6 new polish babies to stick under my hen.


----------



## Energyvet (Jul 25, 2012)

Sweet little puffy heads! Lol


----------



## 7chicks (Jun 29, 2012)

Too darned cute!!!! Have fun!


----------



## luckyridgefarm (Oct 3, 2012)

They are so adorable!!


----------



## aussiechicks (Sep 25, 2012)

So my semi covert operation of replacing 6 infertile eggs with 6 chicks was a huge success. Creeping down in the dark trying to make no sound must say it was very exciting. This morning she has them all snuggled in.


----------



## kiwicsi (Sep 24, 2012)

That is just adorable!!!


----------



## Roslyn (Jun 21, 2012)

Congrats!! That doesn't always work, but they are just so darned cute!! Those fuzzy heads!!


----------



## Energyvet (Jul 25, 2012)

How funny are you. The chick fairy!


----------



## aussiechicks (Sep 25, 2012)

Roslyn said:


> Congrats!! That doesn't always work, but they are just so darned cute!! Those fuzzy heads!!

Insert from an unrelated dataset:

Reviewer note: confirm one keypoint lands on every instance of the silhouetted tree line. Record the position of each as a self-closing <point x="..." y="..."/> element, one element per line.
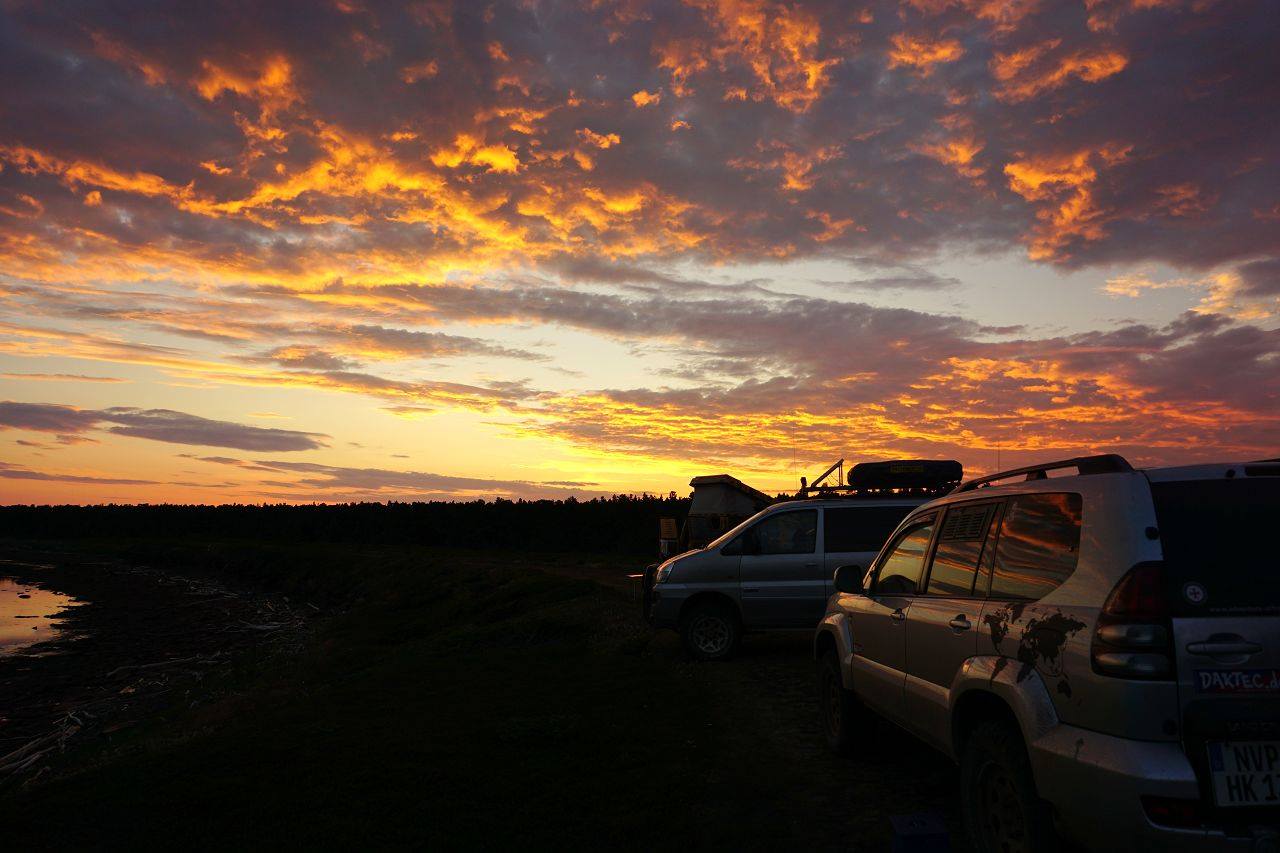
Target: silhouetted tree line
<point x="618" y="524"/>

I know Roslyn last night was a very sleep less night up checking her. But I knew she had this because she is a wonderful mum.


----------



## aussiechicks (Sep 25, 2012)

Energyvet said:


> How funny are you. The chick fairy!


Hahaha my 9 yr old said the same thing, take an egg give a chick.


----------



## tigereyesblue76 (Sep 19, 2012)

So adorable.....


----------



## 7chicks (Jun 29, 2012)

What a sweet mama you have! Course who could ever turn away such cute kids.  Keep those pictures coming. We're loving it!!!


----------



## cogburn (Jul 16, 2012)

LUCY !!! You hab sum splainin to do...


----------